В 1967 году A.B. Эфрос поставил «Три сестры» – стилистика изменилась, а истерическая взвинченность еще усилилась. Если шестьдесят лет назад такая интерпретация была оправдана настроениями аудитории, то теперь она только компрометировала Чехова перед аудиторией современной. В зрительном зале не возникало таких реакций, какие описывает Блок: пришла другая публика. Она не хотела слез, да слез и не заслуживали растерянные, довольно жалкие «интеллигенты», которыми сделал режиссер чеховских героев, отказав им в подлинном человеческом достоинстве.

Односторонний крен в сторону «интеллигентской» проблематики – второе отрицательное следствие того, что главным интерпретатором Чехова сделался театр. Он затмил чеховскую прозу, в сознании многих облик писателя идентифицировался с его драматургией. За Чеховым закреплялась репутация писателя, посвятившего свое творчество интеллигенции эпохи «безвременья». «Чеховский интеллигент» – это крылатое выражение стало устойчивым штампом. Интеллигент в пенсне, меланхолический, нерешительный, вяло мечтательный, не знающий, что ему делать со своею жизнью, – примерно такой, каким изображен сам Чехов на портрете Браза. Чехов об этом портрете говорил, что у него там такое выражение, словно он нанюхался хрену. «…Это плохой, это ужасный портрет <…> если я стал пессимистом и пишу мрачные рассказы, то виноват в этом портрет мой» (П., 10, 195).

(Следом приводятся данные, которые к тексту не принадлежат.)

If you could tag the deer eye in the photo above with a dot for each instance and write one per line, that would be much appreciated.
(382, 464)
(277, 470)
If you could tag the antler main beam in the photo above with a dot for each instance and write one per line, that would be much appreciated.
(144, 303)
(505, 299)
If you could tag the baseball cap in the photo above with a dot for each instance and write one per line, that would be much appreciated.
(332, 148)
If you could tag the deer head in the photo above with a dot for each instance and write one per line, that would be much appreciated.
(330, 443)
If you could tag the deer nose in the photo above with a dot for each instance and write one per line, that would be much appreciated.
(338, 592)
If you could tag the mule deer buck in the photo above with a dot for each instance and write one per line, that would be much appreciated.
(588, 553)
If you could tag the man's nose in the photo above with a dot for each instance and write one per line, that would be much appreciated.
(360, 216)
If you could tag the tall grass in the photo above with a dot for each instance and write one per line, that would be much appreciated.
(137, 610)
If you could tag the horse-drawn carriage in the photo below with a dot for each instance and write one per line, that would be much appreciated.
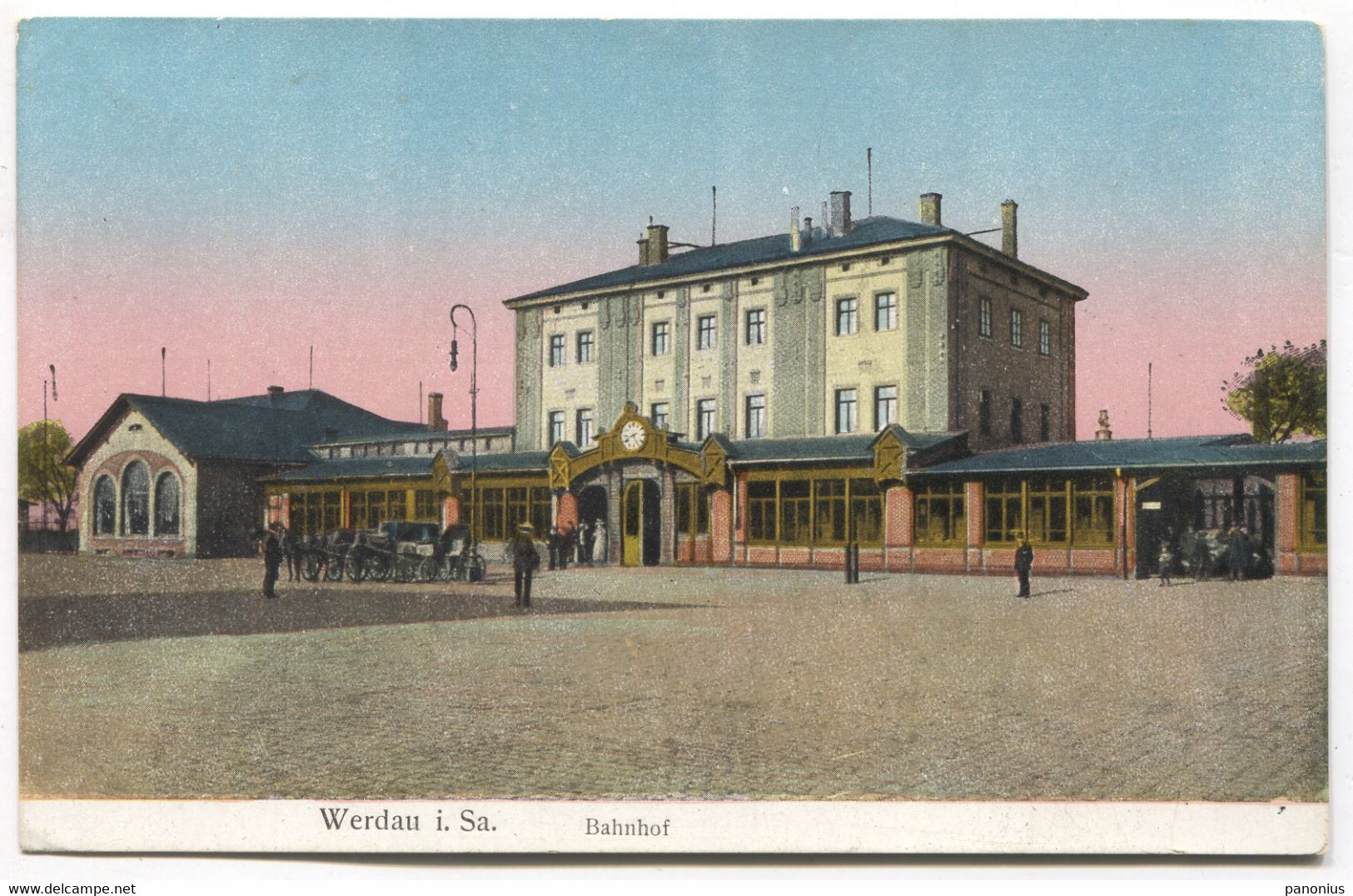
(398, 551)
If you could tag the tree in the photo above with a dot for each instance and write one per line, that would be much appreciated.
(1281, 393)
(43, 475)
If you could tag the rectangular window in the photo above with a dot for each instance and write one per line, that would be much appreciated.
(885, 406)
(755, 331)
(761, 510)
(829, 512)
(848, 317)
(584, 430)
(662, 336)
(796, 508)
(1004, 510)
(755, 416)
(1046, 510)
(425, 506)
(939, 513)
(1313, 534)
(866, 512)
(705, 409)
(885, 311)
(707, 332)
(1092, 504)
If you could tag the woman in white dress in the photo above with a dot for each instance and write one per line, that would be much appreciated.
(599, 545)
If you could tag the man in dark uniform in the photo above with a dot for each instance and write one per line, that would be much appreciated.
(524, 562)
(271, 560)
(1023, 565)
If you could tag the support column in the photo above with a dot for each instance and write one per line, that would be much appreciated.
(667, 517)
(974, 502)
(1286, 510)
(898, 528)
(721, 527)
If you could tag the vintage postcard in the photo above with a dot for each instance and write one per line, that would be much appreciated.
(883, 436)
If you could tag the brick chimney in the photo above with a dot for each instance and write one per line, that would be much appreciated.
(1010, 238)
(928, 209)
(1103, 433)
(435, 420)
(840, 212)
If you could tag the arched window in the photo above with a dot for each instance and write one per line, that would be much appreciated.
(136, 500)
(104, 506)
(167, 504)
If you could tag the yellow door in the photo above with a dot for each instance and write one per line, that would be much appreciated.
(632, 535)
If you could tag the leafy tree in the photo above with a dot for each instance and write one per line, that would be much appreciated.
(43, 476)
(1281, 393)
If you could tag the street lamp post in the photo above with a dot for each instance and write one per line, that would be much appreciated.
(474, 409)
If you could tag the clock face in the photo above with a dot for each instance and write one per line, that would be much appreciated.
(632, 435)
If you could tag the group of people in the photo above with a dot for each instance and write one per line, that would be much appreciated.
(1238, 550)
(584, 545)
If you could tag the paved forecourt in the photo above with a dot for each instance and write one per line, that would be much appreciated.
(177, 679)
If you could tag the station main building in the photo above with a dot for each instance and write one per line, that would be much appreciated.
(893, 385)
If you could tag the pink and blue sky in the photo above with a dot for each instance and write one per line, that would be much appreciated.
(242, 190)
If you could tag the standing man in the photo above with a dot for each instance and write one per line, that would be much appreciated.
(271, 560)
(1240, 554)
(525, 560)
(1023, 565)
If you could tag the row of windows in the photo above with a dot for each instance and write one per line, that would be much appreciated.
(815, 512)
(754, 416)
(500, 512)
(984, 328)
(1017, 432)
(133, 515)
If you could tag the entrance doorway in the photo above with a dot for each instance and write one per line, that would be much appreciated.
(642, 523)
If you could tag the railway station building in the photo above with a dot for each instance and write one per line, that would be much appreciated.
(883, 383)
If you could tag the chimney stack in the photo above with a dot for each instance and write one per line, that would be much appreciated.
(840, 212)
(928, 209)
(1103, 433)
(1010, 237)
(656, 244)
(435, 420)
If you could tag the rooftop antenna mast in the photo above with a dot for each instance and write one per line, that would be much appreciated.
(869, 162)
(1147, 400)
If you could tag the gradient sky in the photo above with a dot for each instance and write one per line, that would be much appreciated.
(242, 190)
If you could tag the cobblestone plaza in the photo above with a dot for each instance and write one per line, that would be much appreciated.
(177, 679)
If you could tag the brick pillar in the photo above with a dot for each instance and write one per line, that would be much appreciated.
(721, 527)
(566, 510)
(974, 502)
(898, 513)
(1286, 513)
(667, 517)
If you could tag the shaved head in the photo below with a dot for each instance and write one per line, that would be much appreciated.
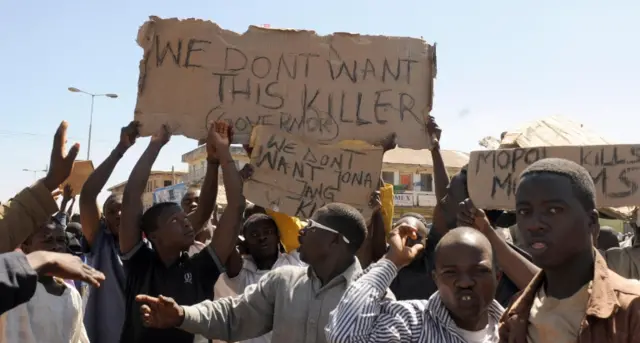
(464, 235)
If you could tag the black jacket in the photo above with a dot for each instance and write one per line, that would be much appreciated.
(17, 280)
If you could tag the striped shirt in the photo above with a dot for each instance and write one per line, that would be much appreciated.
(363, 316)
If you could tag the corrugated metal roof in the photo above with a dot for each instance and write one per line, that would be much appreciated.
(557, 131)
(552, 131)
(451, 158)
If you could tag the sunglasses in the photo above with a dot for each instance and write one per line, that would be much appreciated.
(312, 226)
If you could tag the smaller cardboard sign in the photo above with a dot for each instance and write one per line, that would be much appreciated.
(79, 175)
(493, 174)
(296, 176)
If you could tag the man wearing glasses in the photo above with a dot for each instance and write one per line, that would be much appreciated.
(291, 302)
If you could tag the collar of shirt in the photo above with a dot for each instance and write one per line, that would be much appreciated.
(603, 301)
(292, 258)
(439, 313)
(348, 276)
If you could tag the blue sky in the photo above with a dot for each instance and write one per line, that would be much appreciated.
(500, 63)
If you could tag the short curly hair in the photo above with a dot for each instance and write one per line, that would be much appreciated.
(582, 183)
(345, 219)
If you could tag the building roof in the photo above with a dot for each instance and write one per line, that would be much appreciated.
(153, 172)
(451, 158)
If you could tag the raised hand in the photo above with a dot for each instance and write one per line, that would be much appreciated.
(61, 162)
(128, 135)
(374, 202)
(219, 138)
(67, 193)
(160, 313)
(163, 136)
(64, 266)
(469, 215)
(399, 253)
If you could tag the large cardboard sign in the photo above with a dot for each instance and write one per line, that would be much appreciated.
(326, 88)
(615, 169)
(295, 176)
(79, 175)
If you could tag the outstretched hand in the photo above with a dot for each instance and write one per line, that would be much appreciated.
(471, 216)
(61, 162)
(163, 136)
(64, 266)
(161, 312)
(399, 253)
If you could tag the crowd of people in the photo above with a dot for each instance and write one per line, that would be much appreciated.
(180, 273)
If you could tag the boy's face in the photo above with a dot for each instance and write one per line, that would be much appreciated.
(552, 221)
(174, 229)
(49, 238)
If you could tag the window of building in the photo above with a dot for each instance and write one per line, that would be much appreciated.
(426, 182)
(387, 177)
(407, 181)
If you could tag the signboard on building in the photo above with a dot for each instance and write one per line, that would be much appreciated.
(172, 193)
(401, 199)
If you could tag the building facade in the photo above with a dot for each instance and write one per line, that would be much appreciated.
(410, 171)
(411, 174)
(157, 179)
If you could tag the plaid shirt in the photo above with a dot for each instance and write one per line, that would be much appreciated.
(363, 316)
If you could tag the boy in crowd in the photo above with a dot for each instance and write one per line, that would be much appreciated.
(162, 265)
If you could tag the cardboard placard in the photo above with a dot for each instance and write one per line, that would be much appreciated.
(326, 88)
(79, 175)
(615, 169)
(295, 176)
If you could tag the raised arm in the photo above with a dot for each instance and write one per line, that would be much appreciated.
(225, 236)
(440, 176)
(34, 206)
(89, 211)
(130, 232)
(209, 190)
(362, 316)
(520, 270)
(70, 209)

Как собирательный портрет чеховских героев, он тоже был плох, по меньшей мере, односторонен. Крайне односторонним было и представление о Чехове как о «певце русской интеллигенции» (или ее «разоблачителе»). Оно сужало диапазон писателя, чьи произведения были зеркалом России и мира. Судьба интеллигенции отразилась в них постольку, поскольку она была существенной частью общенародной судьбы.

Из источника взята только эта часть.